Hi,
Answering the first question;
What happens is that the client on the machine issuing the command
'copyfromlocal' first creates a new instance of DistributedFileSystem,
which makes an RPC call to the NameNode to create a new file in the
filesystem's namespace, the NN performs various checks, if passed it
creates a record for the file. Then the DistributedFileSystem returns
FSDataOutputStream for the client which handles the communication to the
datanodes.
The file is then split into packets (based on the block size) and
written to the data queue by DataStreamer, which asks the nn to allocate
new blocks and picking up a list of dn to store the replicas on. The
list of dn forms a pipeline with the number of replicas, the
DataStreamer streams the packet to the first datanode in the pipeline
which stores the packet and forward it to the second datanode in the
pipeline. The packet keeps forwarded until the replicas are written.
When the client finish the stream it sends a confirmation to the NN.
Second question; split size is used during processing of a file, in
other words the split size is consumed by the mappers not during HDFS
operations. The block is the one consumed during the read and write
operations by HDFS client. IIRC the default size of a block in
Hadoop-2.6 is 256MB.
Third question; split is the logical representation of the data in a
block. Block is the physical representation of the data. As I said,
splits are consumed when processing the data, a mapper reads data from a
block through a split.
Consider the following content of a file:
000
111
222
333
444
555
666
777
888
999
aaa
bbb
ccc
ddd
eee
fff
The block representation of this file could look something like this
block-0
000
111
222
333
444
55
block-1
5
666
777
888
999
aa
block-2
a
bbb
ccc
ddd
eee
fff
If you notice, the blocks aren't aligned with the record, this happen
because the fact that each record in a file isn't like the other. Here
comes the splits to put the records all together before being processed
by a mapper.
Unlike traditional filesystems, HDFS will create files up to the size of
the HDFS block size; Note that there are 2 block size here, the
underlying filesystem block size and HDFS block size.
On 02/21/2015 01:59 AM, SP wrote:
Hello Every one,
I have couple of doubts can any one please point me in right direction.

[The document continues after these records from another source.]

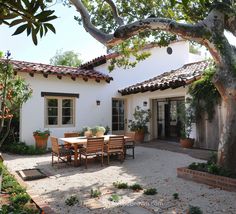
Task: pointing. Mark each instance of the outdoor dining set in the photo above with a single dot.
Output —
(83, 148)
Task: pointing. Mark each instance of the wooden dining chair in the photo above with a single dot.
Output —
(70, 134)
(129, 143)
(93, 148)
(60, 151)
(115, 145)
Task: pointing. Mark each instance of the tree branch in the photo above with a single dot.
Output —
(194, 32)
(116, 16)
(89, 27)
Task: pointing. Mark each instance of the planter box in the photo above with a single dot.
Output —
(216, 181)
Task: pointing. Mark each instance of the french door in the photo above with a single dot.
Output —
(169, 125)
(118, 116)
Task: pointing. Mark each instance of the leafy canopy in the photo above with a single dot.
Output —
(32, 16)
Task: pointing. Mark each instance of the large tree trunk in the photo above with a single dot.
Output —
(225, 81)
(227, 144)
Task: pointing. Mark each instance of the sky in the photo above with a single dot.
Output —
(69, 36)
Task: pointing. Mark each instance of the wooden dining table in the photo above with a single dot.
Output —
(77, 142)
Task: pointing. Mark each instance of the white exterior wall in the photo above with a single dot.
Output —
(87, 112)
(159, 62)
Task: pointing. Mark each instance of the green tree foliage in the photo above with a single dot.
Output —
(13, 93)
(68, 58)
(31, 16)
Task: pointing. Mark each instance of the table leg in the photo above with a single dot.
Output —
(76, 154)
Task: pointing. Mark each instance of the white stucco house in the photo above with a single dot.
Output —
(67, 99)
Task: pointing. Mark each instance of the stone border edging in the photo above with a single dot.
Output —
(216, 181)
(42, 205)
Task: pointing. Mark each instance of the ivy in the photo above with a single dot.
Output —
(204, 94)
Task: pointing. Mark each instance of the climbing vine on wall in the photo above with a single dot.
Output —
(204, 94)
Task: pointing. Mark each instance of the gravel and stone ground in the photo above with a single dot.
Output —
(151, 168)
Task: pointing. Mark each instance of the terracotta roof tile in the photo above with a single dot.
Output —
(45, 69)
(173, 79)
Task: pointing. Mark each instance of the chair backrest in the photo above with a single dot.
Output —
(55, 146)
(95, 144)
(131, 136)
(71, 134)
(116, 142)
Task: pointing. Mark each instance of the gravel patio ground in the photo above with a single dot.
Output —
(152, 168)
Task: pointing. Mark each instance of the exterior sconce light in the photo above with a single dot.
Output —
(98, 102)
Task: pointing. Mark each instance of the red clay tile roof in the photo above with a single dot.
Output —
(99, 60)
(45, 69)
(173, 79)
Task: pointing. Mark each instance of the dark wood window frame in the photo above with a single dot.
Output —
(57, 94)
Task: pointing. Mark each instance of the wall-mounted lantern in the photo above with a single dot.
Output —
(98, 102)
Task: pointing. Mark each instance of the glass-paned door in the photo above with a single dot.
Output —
(169, 125)
(118, 116)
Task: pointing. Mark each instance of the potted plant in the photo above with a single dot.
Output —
(41, 138)
(100, 130)
(107, 130)
(139, 124)
(1, 175)
(186, 117)
(86, 131)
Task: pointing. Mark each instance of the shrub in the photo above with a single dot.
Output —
(120, 185)
(136, 187)
(22, 149)
(114, 198)
(43, 134)
(176, 195)
(151, 191)
(194, 210)
(95, 193)
(20, 198)
(212, 168)
(71, 201)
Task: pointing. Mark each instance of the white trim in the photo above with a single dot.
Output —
(59, 125)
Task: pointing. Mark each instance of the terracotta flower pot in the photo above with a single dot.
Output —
(187, 142)
(88, 134)
(41, 141)
(139, 136)
(99, 134)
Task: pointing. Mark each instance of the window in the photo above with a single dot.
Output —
(169, 50)
(60, 111)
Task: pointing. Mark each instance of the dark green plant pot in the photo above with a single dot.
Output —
(139, 136)
(187, 142)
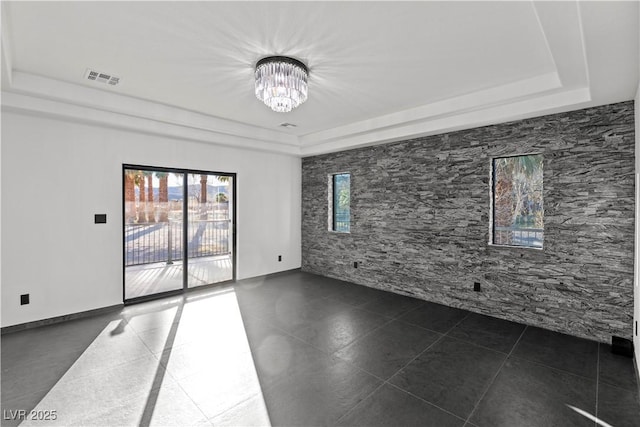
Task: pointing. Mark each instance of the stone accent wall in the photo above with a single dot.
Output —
(420, 221)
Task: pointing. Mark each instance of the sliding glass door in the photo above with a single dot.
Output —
(210, 243)
(178, 230)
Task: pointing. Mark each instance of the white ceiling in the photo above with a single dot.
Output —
(379, 71)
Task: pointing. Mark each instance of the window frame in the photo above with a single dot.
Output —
(492, 195)
(331, 203)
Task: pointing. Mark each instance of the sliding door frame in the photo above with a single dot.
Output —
(185, 225)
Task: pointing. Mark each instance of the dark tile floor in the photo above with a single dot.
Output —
(299, 349)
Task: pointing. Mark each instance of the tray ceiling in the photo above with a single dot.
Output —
(379, 71)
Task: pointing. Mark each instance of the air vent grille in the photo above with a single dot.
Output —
(99, 77)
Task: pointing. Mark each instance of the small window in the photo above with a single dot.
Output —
(340, 203)
(518, 208)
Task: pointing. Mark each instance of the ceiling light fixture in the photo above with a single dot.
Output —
(281, 82)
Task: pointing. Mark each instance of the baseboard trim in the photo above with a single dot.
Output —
(60, 319)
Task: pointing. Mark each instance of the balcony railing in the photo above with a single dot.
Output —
(518, 236)
(147, 243)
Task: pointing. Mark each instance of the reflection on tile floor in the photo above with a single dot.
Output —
(146, 279)
(299, 349)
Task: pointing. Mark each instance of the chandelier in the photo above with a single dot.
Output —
(281, 82)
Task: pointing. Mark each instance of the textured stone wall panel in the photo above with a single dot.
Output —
(420, 221)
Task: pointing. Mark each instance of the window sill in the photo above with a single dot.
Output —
(491, 245)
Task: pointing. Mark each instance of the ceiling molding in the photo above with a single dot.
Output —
(7, 68)
(538, 106)
(564, 88)
(25, 104)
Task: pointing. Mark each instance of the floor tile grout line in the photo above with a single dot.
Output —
(362, 337)
(493, 380)
(553, 368)
(425, 350)
(440, 338)
(423, 400)
(387, 382)
(364, 399)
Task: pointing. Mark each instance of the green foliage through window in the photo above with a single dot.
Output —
(342, 202)
(518, 208)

1>What exactly happen when I want to copy 1TB file to Hadoop Cluster
using copyfromlocal command
1> what will be the split size? will it be same as the block size?
2> What is a block and split?
If we have 100 MB file and a block size of 64 MB, As we know it will
be divided into 2 blocks of 64 MB and 36 MB the second block still has
28 MB of space left what will happen to that free space?
will the cluster have unequal block size or will it be occupied by
other file?
3) let’s say a 64MB block is on node A and replicated among 2 other
nodes(B,C), and the input split size for the map-reduce program is
64MB, will this split just have location for node A? Or will it have
locations for all the three nodes A,b,C?
4) How is it handled if the Input Split size is greater or lesser than
block size?
can any one please help?
thanks
SP
--
Regards,
Ahmed Ossama